We all have an inner critic. It's the voice inside that judges, criticizes, belittles, demeans, disparages, and attacks us. It's the ongoing negative internal monologue about our failings. The inner critic questions our decisions, undermines our accomplishments, rejects our innate sense of worth, and leaves us feeling less than.
The inner critic says should/shouldn't, can't, don't, won't, never, nothing, always, no. It's the voice that criticizes our thoughts, beliefs, actions, relationships, identity. It's the voice that says you are stupid, dumb, worthless, unlovable, weird, damaged, broken. It's the voice that says, "Why are you so ______?"
The inner critic can become oppressive. It can fill us with chronic self-doubt and prevent us from trying new things, connecting with others, taking risks, being vulnerable, trusting, and accepting ourselves.
The wild part is that the inner critic is actually trying to help: it keeps us down in order to protect us from feeling the shame of failure. We often internalize the inner critic in response to childhood experiences of rejection, neglect, abuse, and/or the fear of disapproval. In response to that pain and vulnerability, we develop the inner critic as a protector, however hurtful it may be. Sometimes that inner critical voice sounds strikingly similar to one we heard in childhood telling us we will never be good enough.
How do we work with the inner critic?
I invite you to notice when your inner critic is talking. A great way to identify the inner critic is when you hear highly judgmental negative generalizations about yourself (e.g., "You suck.").
What kind of name would you give this voice? You might choose a general name like, The Bully, The Bitch, The Mean One, or perhaps the specific name of a person (real or imagined) who you associate with this voice.

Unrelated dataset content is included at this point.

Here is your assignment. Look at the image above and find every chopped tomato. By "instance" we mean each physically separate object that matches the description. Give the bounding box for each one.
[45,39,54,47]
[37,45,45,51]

When you hear the inner critic, you can evaluate the things it says. I invite you to ask yourself: Is this actually true? Is this an accurate assessment? What else might be true? Is there a more realistic and compassionate way to phrase this?
The inner critic says, "You're so stupid."
You respond, "Hello [inner critic's name]. Sometimes I struggle with a specific task and I am smart and capable in many ways."
The inner critic tells the story of our inadequacy. What would it be like to change the narrative? I invite you to try to transform the criticism by identifying and affirming the potential positive value of the qualities your inner critic judges.
The inner critic says, "You're such a depressed person that no one will ever love you."
You respond, "Hello [inner critic's name]. I am a person who experiences depressive symptoms. Sometimes I am overwhelmed by sadness. This sadness also allows me to embrace vulnerability, to open my heart with compassion to myself and to others."
When we try to reject or suppress the inner critic, it simply resists. I invite you to cultivate compassion for this inner critical part. The parts that harm us are trying to help us, to keep our most vulnerable parts protected. What would it be like to embrace this part, to recognize that it is suffering from confusion and fear? When we befriend our parts, we cultivate self-compassion.
I hope these exercises allow you to identify your inner critic, make choices about how you want to work with this part, and feel some relief from the pain of internal judgment.